Pitfall 5: Deduplication Results Can Directly Overwrite Raw Data

Without original snapshots, cluster evidence, and rule versions, false deletions cannot be recovered, and thresholds cannot be replayed.

Go-Live Checklist

  • Raw corpus snapshots are immutable; document IDs are stable.
  • Normalization, tokenizer, shingle, and hash rules are all versioned.
  • LSH candidates undergo secondary similarity verification.
  • Representative document selection in duplicate clusters is deterministic.
  • Deletion lists include hit evidence, source, and rule version.
  • Bidirectional contamination scanning has been performed between training, validation, and test sets.
  • Public benchmarks include checks for rewrites and translation risks.
  • Thresholds are evaluated by sampling per language, source, and document type.
  • Retention ratios for long-tail domains and minority languages are monitored.
  • Supports Dry Run, rollback, and historical version replay.
  • Small-scale training and capability regression are performed after deduplication.
  • Incremental signature indexes have integrity checks and periodic full audits.

References

  1. Deduplicating Training Data Makes Language Models BetterarXiv:2107.06499
  2. SemDeDup: Data-efficient learning at web-scale through semantic deduplicationarXiv:2303.09540
  3. Rethinking Benchmark and Contamination for Language Models with Rephrased SamplesarXiv:2311.04850
  4. Dolma: an Open Corpus of Three Trillion Tokens for Language Model Pretraining ResearcharXiv:2402.00159
  5. D4: Improving LLM Pretraining via Document De-Duplication and DiversificationarXiv:2308.12284

FAQ

Is SHA-256 exact deduplication sufficient?
No.
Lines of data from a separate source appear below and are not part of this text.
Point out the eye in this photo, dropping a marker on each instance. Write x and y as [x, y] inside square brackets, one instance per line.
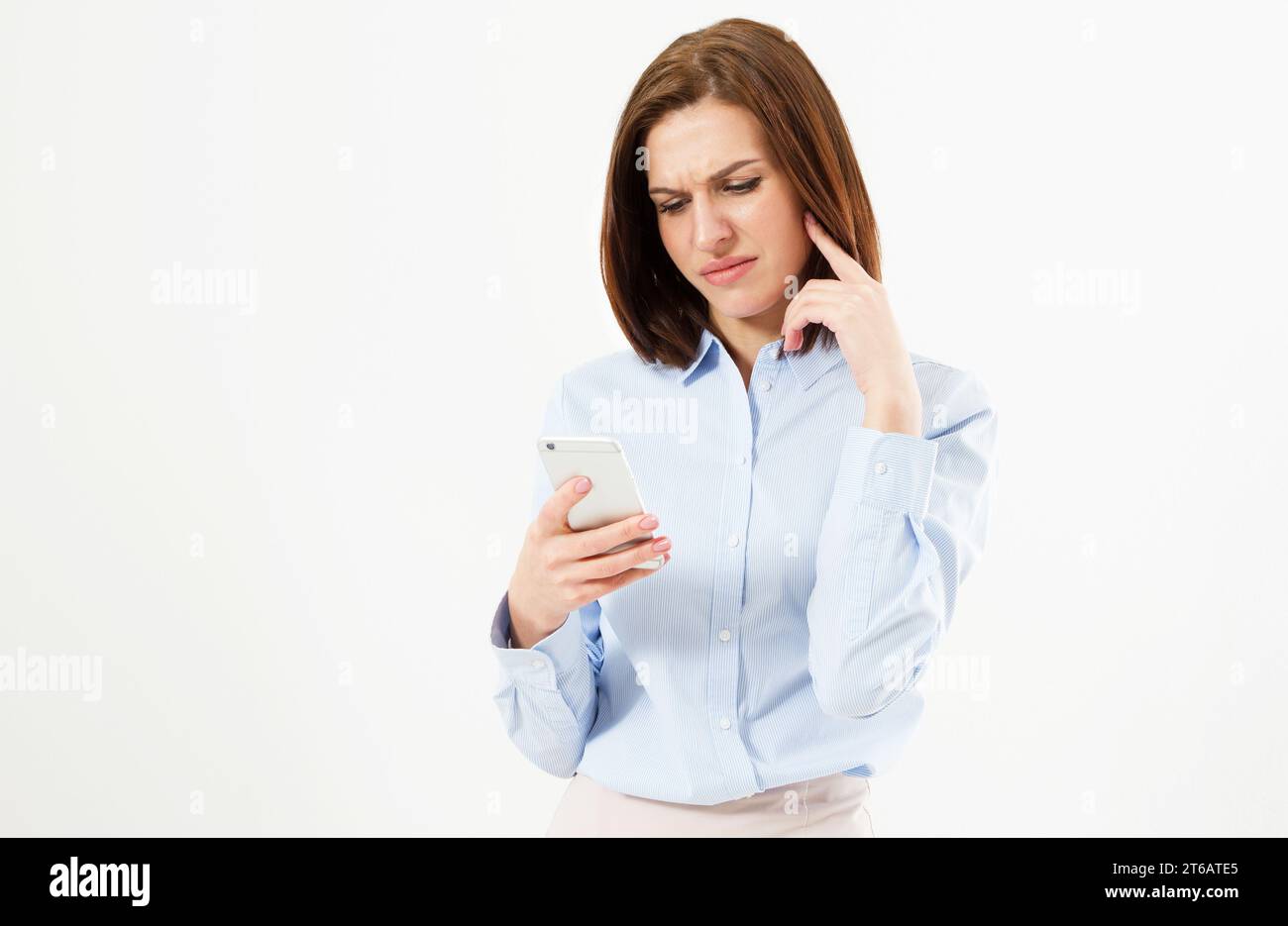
[735, 188]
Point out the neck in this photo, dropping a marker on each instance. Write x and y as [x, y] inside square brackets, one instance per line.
[743, 338]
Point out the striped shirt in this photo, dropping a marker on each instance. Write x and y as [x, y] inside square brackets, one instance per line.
[814, 568]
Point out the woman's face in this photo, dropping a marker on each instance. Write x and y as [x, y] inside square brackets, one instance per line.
[719, 193]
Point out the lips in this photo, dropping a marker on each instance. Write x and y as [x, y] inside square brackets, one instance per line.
[728, 270]
[725, 262]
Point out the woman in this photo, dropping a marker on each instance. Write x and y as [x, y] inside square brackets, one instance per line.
[822, 489]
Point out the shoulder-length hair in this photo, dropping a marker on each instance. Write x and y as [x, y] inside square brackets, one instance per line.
[755, 65]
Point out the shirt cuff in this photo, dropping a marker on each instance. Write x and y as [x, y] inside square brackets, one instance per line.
[889, 470]
[546, 660]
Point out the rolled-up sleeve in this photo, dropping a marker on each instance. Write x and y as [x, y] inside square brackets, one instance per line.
[546, 693]
[906, 524]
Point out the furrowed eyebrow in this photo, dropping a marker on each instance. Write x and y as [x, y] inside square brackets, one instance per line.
[715, 176]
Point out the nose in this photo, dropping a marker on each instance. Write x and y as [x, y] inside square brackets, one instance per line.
[709, 227]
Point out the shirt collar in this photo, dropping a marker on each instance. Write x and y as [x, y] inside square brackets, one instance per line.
[806, 367]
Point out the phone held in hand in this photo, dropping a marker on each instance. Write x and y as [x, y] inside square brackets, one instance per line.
[613, 493]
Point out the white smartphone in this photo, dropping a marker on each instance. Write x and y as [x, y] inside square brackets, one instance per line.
[613, 493]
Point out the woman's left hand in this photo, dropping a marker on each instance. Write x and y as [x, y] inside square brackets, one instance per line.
[855, 308]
Exact hashing only catches identical documents, missing template field variations, minor rewrites, formatting differences in reposts, and partial paragraph overlaps. Exact deduplication should be the first line of defense, not the complete solution.
Can MinHash-LSH thresholds be unified across languages and sources?
Not recommended. Document length, tokenization methods, and structural differences between code and natural language all shift similarity distributions. Thresholds should be calibrated by sampling per source, language, and document type to avoid both false positives and false negatives from a global threshold.
Should semantic deduplication cover all pretraining data?
Generally not. Semantic deduplication is costly and more prone to false positives. It should be prioritized for high-risk sources, oversized near-duplicate clusters, synthetic data, and benchmark contamination checks, with regression validation per language and domain.